Он как будто угадал мои мысли и сказал:
– Грот напоминает мне о тюремной камере. – Он произнес эти два страшных слова – «тюремная камера», – будто это было для него милым воспоминанием, затем продолжил: – Вы недавно сказали кое-что – не знаю, вполне ли осознанно. Вы сказали: все это – как сон, который снится о нас кому-то чужому.
Я хотел ему ответить, но он не дал мне говорить и продолжал дальше:
– Скажите – многие качали головой, когда я позволил себя арестовать? Вероятно, они все думали – почему Оскар Уайльд дает бросить себя в тюрьму? Почему он не пустит себе пулю в лоб и не покончит с этаким унижением?
– Да, многие думали так.
– А вы?
– Я думал: у него есть свои поводы. Ганс Лейз также отправился в заключение…
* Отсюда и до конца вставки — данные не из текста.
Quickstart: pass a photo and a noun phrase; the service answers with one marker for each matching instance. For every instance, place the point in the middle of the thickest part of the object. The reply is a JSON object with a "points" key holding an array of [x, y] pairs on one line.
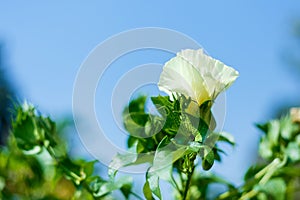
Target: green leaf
{"points": [[137, 105], [25, 132], [108, 187], [126, 189], [226, 137], [287, 127], [275, 187], [153, 181], [265, 148], [2, 183], [273, 132], [127, 159], [207, 155], [147, 191], [293, 151]]}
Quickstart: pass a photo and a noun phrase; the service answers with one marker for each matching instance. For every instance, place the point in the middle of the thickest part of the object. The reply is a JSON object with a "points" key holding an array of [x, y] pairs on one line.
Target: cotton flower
{"points": [[196, 75]]}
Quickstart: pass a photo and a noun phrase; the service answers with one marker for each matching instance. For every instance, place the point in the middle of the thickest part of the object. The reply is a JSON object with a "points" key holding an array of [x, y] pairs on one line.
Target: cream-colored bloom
{"points": [[196, 75]]}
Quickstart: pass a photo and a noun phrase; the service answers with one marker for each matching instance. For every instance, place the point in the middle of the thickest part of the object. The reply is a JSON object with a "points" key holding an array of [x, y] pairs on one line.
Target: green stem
{"points": [[175, 185], [187, 183], [136, 195]]}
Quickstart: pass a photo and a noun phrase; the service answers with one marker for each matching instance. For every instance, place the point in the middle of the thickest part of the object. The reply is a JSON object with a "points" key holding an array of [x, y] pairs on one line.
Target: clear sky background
{"points": [[46, 42]]}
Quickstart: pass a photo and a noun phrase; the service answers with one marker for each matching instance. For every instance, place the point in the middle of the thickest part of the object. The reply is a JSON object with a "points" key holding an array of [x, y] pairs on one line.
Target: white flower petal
{"points": [[216, 75], [180, 76]]}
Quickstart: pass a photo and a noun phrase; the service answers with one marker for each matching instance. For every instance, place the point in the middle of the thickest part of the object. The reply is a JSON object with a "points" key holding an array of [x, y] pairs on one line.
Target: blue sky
{"points": [[46, 42]]}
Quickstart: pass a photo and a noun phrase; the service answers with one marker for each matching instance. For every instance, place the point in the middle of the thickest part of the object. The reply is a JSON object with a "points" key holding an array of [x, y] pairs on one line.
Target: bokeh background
{"points": [[44, 43]]}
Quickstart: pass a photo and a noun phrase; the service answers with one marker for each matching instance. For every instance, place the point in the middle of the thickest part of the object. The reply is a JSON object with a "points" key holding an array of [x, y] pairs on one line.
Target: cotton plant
{"points": [[172, 142], [184, 128]]}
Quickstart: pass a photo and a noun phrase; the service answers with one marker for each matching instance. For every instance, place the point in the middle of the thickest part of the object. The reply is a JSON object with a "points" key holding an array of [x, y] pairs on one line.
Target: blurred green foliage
{"points": [[35, 164]]}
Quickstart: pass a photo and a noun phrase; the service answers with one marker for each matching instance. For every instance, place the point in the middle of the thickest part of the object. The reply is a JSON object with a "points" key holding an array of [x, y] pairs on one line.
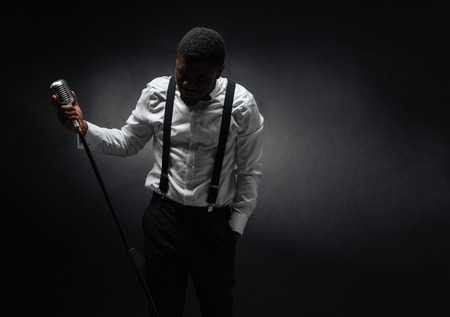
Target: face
{"points": [[195, 79]]}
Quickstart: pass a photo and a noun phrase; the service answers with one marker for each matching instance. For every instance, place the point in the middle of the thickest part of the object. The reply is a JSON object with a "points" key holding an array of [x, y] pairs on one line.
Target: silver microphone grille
{"points": [[62, 90]]}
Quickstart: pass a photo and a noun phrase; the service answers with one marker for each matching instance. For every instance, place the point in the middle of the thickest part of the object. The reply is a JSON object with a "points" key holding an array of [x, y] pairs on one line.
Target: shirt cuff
{"points": [[92, 137]]}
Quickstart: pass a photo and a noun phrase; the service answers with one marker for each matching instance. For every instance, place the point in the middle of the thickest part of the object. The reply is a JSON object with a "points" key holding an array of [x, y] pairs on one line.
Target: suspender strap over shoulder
{"points": [[164, 180], [224, 128]]}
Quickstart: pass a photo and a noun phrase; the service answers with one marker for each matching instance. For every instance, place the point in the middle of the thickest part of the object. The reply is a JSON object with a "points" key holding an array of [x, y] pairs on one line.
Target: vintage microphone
{"points": [[61, 89]]}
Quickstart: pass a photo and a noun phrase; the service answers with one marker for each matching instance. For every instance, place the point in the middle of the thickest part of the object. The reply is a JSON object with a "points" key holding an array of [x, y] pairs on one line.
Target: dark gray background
{"points": [[353, 215]]}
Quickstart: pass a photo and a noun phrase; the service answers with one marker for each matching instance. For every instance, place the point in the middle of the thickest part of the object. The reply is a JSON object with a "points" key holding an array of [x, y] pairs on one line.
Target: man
{"points": [[184, 233]]}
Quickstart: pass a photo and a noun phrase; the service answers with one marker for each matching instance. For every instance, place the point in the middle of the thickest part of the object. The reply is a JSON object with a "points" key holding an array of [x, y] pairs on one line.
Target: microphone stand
{"points": [[133, 254]]}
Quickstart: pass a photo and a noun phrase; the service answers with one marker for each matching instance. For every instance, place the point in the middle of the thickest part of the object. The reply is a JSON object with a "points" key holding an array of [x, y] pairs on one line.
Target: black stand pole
{"points": [[133, 254]]}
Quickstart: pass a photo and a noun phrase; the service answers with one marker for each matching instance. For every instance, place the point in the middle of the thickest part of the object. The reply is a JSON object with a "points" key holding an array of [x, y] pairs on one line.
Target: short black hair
{"points": [[203, 44]]}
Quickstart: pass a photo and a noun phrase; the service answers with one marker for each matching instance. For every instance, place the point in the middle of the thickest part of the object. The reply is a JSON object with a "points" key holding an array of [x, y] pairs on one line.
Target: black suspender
{"points": [[164, 180], [224, 128]]}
– Да, Ганс Лейз! Что он имеет со мной общего? Ганс Лейз принес ложную присягу ради любимой женщины; он поступил прилично, и ни один честный человек не обнаружит и пятнышка на его репутации. Да, вся образованная чернь возвела его в мученики, потому что он страдал за женщину! И те же люди меня поносили, потому что я презирал женщин! Раз уж на то пошло, Ганс Лейз, этот крепкий и сильный фриз-островитянин, молодой и фанатичный человек из народа… чем грозила ему тюрьма? Его душа ничуть не пострадала, а через несколько лет и из тела выветрится затхлый воздух неволи. А Оскар Уайльд – самый утонченный аристократ со времен смерти Вилье, Оскар Уайльд, который сделал из жизни искусство, как никто до него в трех государствах… Оскар Уайльд не был уже так молод, он происходил не из народа и был в той же мере немощен, как Лейз – силен. И все-таки он пошел в тюрьму, притом в английскую, в сравнении с которой ваши немецкие могут быть названы богадельнями. Он знал, что будет там медленно, жутко и мучительно умирать, – и все же пошел туда. И даже рук на себя не наложил!